A mansão parecia diferente hoje. Mais quieta. Mais solene. Como se estivesse guardando a respiração.

- Vamos — disse Morgana, virando-se para os gatos. — Tenho um dia inteiro pela frente.

O banheiro era pequeno e aconchegante, com a banheira de pés de garra e a pia de mármore branco que ela conhecia desde que se entendia por gente. O espelho oval emoldurado por prata refletiu seu rosto: olheiras sutis abaixo dos olhos azuis, cabelos castanhos escuros bagunçados pelo sono, uma expressão de alerta constante que já se tornara parte dela.

- Você parece uma assombração — murmurou para seu reflexo.

Lavou o rosto com água fria, sentindo o choque acordar seus sentidos adormecidos. A rinite alérgica que a acompanhava desde a infância estava mais calma hoje — o que significava que ela não estava com o nariz entupido ou espirrando a cada dois minutos. Pequenas vitórias, pensou, enquanto escovava os dentes.

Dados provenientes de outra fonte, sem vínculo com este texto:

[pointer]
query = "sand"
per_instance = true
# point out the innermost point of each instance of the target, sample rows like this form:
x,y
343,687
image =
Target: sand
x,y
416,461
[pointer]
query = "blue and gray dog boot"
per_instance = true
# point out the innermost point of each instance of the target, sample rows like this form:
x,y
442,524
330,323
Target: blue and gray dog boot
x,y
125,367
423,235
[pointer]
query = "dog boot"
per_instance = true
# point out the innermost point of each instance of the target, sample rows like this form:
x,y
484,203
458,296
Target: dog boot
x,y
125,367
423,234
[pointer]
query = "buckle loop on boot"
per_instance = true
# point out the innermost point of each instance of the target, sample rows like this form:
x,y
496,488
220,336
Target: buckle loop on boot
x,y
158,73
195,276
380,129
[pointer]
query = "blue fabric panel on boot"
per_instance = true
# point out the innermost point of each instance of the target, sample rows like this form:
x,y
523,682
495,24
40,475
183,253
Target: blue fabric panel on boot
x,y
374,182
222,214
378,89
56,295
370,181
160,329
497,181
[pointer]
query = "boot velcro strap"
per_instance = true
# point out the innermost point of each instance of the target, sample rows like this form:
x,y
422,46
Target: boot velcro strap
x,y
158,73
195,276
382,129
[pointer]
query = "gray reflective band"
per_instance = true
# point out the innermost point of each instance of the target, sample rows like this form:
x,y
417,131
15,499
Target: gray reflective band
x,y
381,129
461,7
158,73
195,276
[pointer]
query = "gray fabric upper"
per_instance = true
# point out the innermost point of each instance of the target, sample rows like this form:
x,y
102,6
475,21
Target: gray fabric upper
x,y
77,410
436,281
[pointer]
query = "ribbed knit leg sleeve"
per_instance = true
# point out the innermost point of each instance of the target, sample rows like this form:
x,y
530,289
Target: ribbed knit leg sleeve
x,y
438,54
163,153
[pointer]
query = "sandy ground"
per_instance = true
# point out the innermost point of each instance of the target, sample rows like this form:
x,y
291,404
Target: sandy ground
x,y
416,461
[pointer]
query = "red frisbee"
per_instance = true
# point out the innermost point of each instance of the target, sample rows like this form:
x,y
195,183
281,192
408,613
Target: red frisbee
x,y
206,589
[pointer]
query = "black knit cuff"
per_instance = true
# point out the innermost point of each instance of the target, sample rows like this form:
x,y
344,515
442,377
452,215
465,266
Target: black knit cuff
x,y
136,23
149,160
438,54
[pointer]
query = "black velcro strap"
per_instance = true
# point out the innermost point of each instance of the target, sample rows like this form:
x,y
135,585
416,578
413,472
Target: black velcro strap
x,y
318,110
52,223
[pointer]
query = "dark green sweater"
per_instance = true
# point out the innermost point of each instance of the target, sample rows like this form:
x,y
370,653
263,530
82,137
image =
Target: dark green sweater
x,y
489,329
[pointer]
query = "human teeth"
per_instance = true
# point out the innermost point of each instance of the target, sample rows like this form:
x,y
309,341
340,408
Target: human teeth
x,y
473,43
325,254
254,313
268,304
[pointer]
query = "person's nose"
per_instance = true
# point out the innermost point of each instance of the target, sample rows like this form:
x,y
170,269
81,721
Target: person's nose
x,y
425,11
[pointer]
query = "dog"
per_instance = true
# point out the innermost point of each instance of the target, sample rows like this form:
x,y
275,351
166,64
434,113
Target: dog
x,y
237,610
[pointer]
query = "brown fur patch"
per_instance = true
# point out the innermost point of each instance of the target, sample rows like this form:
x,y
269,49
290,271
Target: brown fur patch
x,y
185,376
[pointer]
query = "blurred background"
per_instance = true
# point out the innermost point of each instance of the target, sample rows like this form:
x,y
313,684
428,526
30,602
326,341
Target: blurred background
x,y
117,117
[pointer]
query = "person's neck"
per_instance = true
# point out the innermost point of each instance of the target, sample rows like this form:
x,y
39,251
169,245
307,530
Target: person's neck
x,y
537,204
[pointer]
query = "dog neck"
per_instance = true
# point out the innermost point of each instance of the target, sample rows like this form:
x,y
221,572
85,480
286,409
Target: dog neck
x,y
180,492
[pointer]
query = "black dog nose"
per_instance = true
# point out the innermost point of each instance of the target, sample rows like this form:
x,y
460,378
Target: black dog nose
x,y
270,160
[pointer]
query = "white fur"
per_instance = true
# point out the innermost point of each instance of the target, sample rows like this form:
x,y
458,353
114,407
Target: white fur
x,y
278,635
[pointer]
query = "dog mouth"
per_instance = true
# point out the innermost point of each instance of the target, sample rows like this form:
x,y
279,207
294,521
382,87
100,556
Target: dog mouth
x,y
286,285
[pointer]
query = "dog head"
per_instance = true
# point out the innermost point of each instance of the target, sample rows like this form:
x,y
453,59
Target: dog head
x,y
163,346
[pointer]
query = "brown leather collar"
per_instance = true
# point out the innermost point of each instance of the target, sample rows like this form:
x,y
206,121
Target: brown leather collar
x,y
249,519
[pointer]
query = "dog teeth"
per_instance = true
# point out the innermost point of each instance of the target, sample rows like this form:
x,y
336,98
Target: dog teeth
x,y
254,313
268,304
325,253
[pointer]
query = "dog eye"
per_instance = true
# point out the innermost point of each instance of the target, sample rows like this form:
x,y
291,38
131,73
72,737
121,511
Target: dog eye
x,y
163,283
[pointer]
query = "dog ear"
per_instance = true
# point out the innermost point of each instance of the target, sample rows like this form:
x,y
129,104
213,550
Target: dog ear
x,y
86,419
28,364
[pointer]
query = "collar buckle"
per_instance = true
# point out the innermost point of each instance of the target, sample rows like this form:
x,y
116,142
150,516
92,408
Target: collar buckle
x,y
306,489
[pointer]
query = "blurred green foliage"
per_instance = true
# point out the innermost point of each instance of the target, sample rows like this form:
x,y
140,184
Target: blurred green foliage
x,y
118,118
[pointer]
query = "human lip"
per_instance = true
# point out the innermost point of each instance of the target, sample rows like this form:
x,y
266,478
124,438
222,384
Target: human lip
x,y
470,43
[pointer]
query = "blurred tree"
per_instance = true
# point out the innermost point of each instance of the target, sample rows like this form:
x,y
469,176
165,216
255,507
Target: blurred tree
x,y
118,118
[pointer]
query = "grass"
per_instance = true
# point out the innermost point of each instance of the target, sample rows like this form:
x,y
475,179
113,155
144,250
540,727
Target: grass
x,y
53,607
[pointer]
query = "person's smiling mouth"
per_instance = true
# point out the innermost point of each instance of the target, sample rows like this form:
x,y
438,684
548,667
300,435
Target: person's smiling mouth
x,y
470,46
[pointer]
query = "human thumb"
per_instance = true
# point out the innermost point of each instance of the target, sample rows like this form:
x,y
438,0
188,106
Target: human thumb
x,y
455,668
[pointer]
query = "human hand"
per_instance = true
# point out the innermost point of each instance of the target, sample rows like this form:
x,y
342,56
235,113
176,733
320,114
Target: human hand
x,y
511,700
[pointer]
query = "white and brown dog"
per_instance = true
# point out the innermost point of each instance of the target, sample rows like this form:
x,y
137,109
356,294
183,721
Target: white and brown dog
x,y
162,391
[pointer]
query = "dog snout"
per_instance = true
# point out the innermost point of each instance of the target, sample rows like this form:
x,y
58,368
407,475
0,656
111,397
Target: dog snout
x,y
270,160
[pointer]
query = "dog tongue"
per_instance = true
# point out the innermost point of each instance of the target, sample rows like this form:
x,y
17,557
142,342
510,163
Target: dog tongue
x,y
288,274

Quando terminou sua rotina matinal, voltou ao quarto e abriu o guarda-roupa. A madeira rangeu suavemente, e o cheiro de lavanda — o perfume que Misty usava nas roupas — a envolveu como um abraço familiar.

Morgana passou a mão pelas roupas penduradas. Vestidos de algodão, blusas de renda, saias plissadas, jaquetas de couro em tons pastel que a tia Freya insistira que ela comprasse para a escola. Mas hoje não era dia de elegância casual. Hoje era dia de viagem.

Escolheu uma blusa de algodão branca com mangas longas e um detalhe de renda na gola — delicada e confortável. A renda era fina, quase transparente, e as mangas bufantes davam um ar romântico à peça. Combinou com uma saia plissada azul-marinho que caía abaixo dos joelhos, prática e bonita. Sobre isso, uma jaqueta de couro em tom azul-claro que a tia Freya lhe dera no último Natal — macia e flexível, com forro de cetim que brilhava quando a luz incidia sobre ele.

As sapatilhas de couro bege, confortáveis e elegantes, eram perfeitas para a viagem. Para completar, uma fita de cetim azul-marinho — a mesma cor do edredom de sua avó — para prender uma mecha de cabelo atrás da orelha.

Quando se olhou no espelho, viu uma garota que parecia pronta. Não necessariamente confiante, mas pronta. A garota de rosto em formato de coração, olhos azuis profundos e expressão determinada que olhava de volta para ela era alguém que ela podia reconhecer.

- Você vai fazer isso — disse Morgana a ela. — Você vai chegar lá e vai ser incrível.

A garota no espelho sorriu — um sorriso pequeno mas genuíno.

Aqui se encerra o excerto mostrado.